For those who didn’t catch the last season of Friday Night Lights when it aired several months ago on DirecTV, tomorrow night brings the series finale. Although we’ve already seen it, we may just DVR it and let the tears flow all over again, because we’re still in mourning for one of our favorite shows of all time. Everyone who feels the same way about FNL as we do will be interested in Robert Mays’s fascinating and thorough oral history at Grantland. It seems like Mays spoke to everyone who was involved with the show, from most of the cast members to the writers to the suits at NBC. Read ten surprising tidbits we learned from the piece after the jump and then click over to Grantland to devour every detail of the FNL story.
1. The current series isn’t TV’s first Friday Night Lights-inspired show. Former NBC president Kevin Reilly tried to buy the television rights to the book after it came out, but it had already been optioned for a movie, so he made his own version. Against the Grain, starring Ben Affleck, didn’t even make it a full season.
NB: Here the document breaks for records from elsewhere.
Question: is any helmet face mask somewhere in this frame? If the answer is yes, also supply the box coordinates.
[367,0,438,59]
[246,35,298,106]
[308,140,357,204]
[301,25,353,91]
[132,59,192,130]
2. Kyle Chandler (Eric Taylor) won his role by showing up hungover after a night of booze and poker. “You look like a Texas high school football coach!” said series creator Peter Berg.
3. Connie Britton (Tami Taylor) originally wanted nothing to do with the show. The coach’s wife in the FNL movie was a one-dimensional supportive spouse. Berg recalls that she responded to his offer with: “Are you fucking kidding me? You think I’m going to spend 10 years sitting on a hard-wood bleacher getting splinters in my ass and cheering on Kyle Chandler? You’re out of your mind.” Britton only signed on after she was promised a more complex role.
4. Before she was cast on FNL, Minka Kelly (Lyla Garrity) was a nurse at a plastic surgery clinic. Zach Gilford, meanwhile, was working at a sporting goods store.
5. Taylor Kitsch earned the part of Tim Riggins by chugging two tall boys in his audition video.
6. Gaius Charles, who played star running back Smash Williams, is a terrible football player. “We told Gaius, ‘Just stick to acting,'” said Aaron Spivey (Coach Spivey). “He’s a hell of an actor, but he’s not a football player. At all.”
7. Kitsch, who grew up playing hockey in Canada, was the show’s best real-life athlete.
8. Everyone seems to agree: the Season 2 premiere, in which Landry murders Tyra’s stalker, was a mistake. “We were coming to the end of Season 1, and the show was critically well-received, but the numbers. … So we thought, let’s do something big, something shocking and titillating and provocative,” said producer and writer David Hudgins.
9. When Coach moved from the Panthers to the Lions, everyone was nervous that the red uniforms would be the series’s kiss of death. “But Kyle, God love him, just took that red hat and made it his own,” said Berg.
10. The show’s wrap party ended with a late-night game of touch football on the field where FNL was filmed.